RESPONDENT/APPLICANT’S SUBMISSIONS
Counsel for the applicant reiterated the contents of the affidavit and stated that the applicant’s previous counsel had moved from Kilifi to Nyamira county and that the applicant and his counsel were never served with the application.
Mr Ragira submitted that the arrest and detention of the Respondent/applicant was irregular on the grounds that neither the Respondent/applicant nor his advocates were aware of the application of 22nd January 2020, hence the applicant should be allowed to respond to the application.
Mr Ragira for the applicant Counsel relied e case of Elizabeth Kavere & another v. Lilian Atho & another [2020] eKLR buttress his application and urged the court to allow the application as prayed.
APPELLANT/RESPONDENT’S SUBMISSIONS
Counsel for the respondent submitted that the appellant filed an application dated 26th June 2018 whereby he sought for stay of execution and leave to file an appeal out of time which application was duly served upon the respondent/applicant’s then advocates Messrs. C.O. Nyamwange and Company Advocates. That the application was allowed on 24th January 2019.
Ms Wambani submitted that subsequently the application proceeded for hearing in the absence of the Applicant and/or his former advocate as there was an affidavit of service filed as proof of service. The court delivered a ruling on 27th May 2020 and scheduled the matter for sentencing on 17th June 2021 whereby warrants of arrest were issued against the applicant.
Counsel also submitted that the warrants of arrest were issued by the Court on 7th May 2021 and effected by Kilifi OCS on 7th June 2021 after tracing the Applicant herein. That the Applicant was taken before Hon Chepseba who directed that the file be taken before this Honourable Court on 7th July 2021 for directions on sentencing and was given an option of paying bail/bond of Kshs 500,000/=.
Counsel listed the following issues for determination by the court:
a) Whether the warrants of arrest obtained on 7th May 2021 ought to be lifted and set aside all execution proceedings.
b) Whether stay of execution orders of ruling and decree of 27th May 2020 ought to be granted.
c) Whether leave ought to be granted to file a replying affidavit to the application dated 22nd January 2020.
Counsel cited the provisions of Order 5 Rule 8 of the Civil Procedure Rules 2020 requires service to be effected as follows: -
“(Order 5, Rule 8) service to be on defendant in person or on his agent.
8(1) Whether it is practicable, service shall be made on the defendant in person, unless he has an agent empowered to accept service, in which case service on the agent shall be sufficient.

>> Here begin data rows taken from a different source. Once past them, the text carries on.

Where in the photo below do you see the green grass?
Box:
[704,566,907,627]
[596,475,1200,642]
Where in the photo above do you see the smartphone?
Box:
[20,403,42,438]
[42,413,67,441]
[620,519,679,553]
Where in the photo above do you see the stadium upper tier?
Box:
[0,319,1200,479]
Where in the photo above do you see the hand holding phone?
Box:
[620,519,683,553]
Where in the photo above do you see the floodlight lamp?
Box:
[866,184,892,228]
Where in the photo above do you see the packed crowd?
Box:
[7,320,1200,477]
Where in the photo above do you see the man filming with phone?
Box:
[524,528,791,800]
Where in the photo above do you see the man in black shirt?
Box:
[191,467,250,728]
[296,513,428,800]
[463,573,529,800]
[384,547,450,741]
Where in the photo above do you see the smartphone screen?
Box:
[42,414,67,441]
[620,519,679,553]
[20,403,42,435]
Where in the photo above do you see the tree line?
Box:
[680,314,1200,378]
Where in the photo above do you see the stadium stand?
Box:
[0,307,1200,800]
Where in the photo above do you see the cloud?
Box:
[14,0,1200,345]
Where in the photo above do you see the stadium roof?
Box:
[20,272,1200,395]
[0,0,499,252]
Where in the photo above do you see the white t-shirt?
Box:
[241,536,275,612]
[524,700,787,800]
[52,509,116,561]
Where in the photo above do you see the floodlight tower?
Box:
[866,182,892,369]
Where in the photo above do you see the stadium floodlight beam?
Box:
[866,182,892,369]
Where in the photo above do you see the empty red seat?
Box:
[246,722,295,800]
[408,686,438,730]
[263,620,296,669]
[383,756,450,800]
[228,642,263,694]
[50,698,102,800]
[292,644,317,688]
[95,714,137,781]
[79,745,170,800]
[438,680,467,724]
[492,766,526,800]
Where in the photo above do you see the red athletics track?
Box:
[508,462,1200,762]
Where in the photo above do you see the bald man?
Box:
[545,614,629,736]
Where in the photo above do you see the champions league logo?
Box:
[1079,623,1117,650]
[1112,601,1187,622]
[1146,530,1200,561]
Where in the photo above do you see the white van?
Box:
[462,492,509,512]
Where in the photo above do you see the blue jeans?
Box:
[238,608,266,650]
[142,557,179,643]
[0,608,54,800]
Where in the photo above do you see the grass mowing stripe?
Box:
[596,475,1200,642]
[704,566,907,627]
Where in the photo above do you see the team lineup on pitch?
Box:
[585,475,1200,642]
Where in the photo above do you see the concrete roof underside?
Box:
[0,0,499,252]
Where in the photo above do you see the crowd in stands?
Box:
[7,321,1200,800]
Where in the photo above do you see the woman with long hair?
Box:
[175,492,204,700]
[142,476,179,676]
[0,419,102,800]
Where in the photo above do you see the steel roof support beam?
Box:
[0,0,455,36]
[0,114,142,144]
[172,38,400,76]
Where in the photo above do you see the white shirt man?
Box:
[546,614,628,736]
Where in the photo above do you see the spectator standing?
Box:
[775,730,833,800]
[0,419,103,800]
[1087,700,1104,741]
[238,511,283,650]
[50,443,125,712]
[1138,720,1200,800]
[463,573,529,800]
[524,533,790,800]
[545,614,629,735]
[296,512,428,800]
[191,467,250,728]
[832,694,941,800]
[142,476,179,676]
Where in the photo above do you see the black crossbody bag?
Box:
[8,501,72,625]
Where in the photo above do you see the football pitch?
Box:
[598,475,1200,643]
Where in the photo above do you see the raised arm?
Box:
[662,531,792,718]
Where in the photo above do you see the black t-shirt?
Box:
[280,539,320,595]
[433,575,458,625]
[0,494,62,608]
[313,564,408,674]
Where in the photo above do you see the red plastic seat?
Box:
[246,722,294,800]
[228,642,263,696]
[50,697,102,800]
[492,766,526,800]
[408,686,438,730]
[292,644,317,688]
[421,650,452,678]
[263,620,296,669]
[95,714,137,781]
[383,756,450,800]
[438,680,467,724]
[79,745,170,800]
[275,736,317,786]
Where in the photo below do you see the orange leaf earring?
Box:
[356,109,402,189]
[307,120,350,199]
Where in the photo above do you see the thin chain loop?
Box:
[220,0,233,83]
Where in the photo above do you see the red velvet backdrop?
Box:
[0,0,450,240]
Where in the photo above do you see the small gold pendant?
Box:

(2) A summons may be served upon an advocate who has instructions to accept service and to enter an appearance to the summons and judgment in default of appearance may be entered after such service.”
On the issue of service counsel submitted that the Applicant and/or his former advocate were duly served with all pleadings in relation to this suit and giving rise to this application and at no point was the Respondent and/or their advocate on record served with any notice of relocation from Kilifi either formally through the Law Society of Kenya branches, newspaper or through a letter.
Ms Wambani further submitted that the court acted within its rights to commit the Respondent/applicant to civil jail by virtue of section 38 of the Civil Procedure Act which provides:
‘Subject to such condition and limitations as may be prescribed, the Court may, on application of decree holder, order execution of the decree
(d) by arrest and detention in prison of any person
Provided that where the decree is for payment of money, execution by detention in prison shall not be ordered unless after giving the judgment-debtor an opportunity of showing cause why he should not be committed to prison, the Court, for reasons to be recorded in writing is satisfied-
Counsel also cited the case of Innocent G. Ondiek v Julius Nakaya Kabole (2019) eKLR where it was held that:
“As stated above, the only viable ground of setting aside an order for committal to civil jail, is when the respondent challenges the mode or manner in which the said orders were obtained. The respondent herein states that he was not aware of the notice to show cause proceedings against him as he was not served with the notice...It is clear that the service herein has not been successfully challenged. The Deputy Registrar considered the affidavit of service, and found and held that the service was proper. It is my holding, therefore, that the service of the notice to show cause was proper and that the respondent has not offered any sufficient reason to warrant the setting aside of the orders made on the 3rd April 2019. ”
Similarly in the case of FinaBank Ltd v Francis Gitau Komu T/A/ Bomas Motor Mart (2015) eKLR it was held,
“Accordingly, the Defendant was properly served with the Notices to Show Cause but of his own volition, or for reasons known to him, he decided to ignore and/or refuse to respond to the Notices, hence, warrants of arrest were issued. Warrants of arrest are permitted means of enforcing compliance with the Court order or executing a decree of the Court. See a work of the Court in the case of AmriSingh Kalsi (suing as the administrator of the estate of Ram Singh Kalsi (deceased) v Bhupinder Singh Kalsi (supra) that: “. that should not be construed to mean that warrants of arrest cannot be issued in a civil process. They are permitted in law to compel the obedience of Court orders includingexecution as long as the due process provided in the law is strictly observed.”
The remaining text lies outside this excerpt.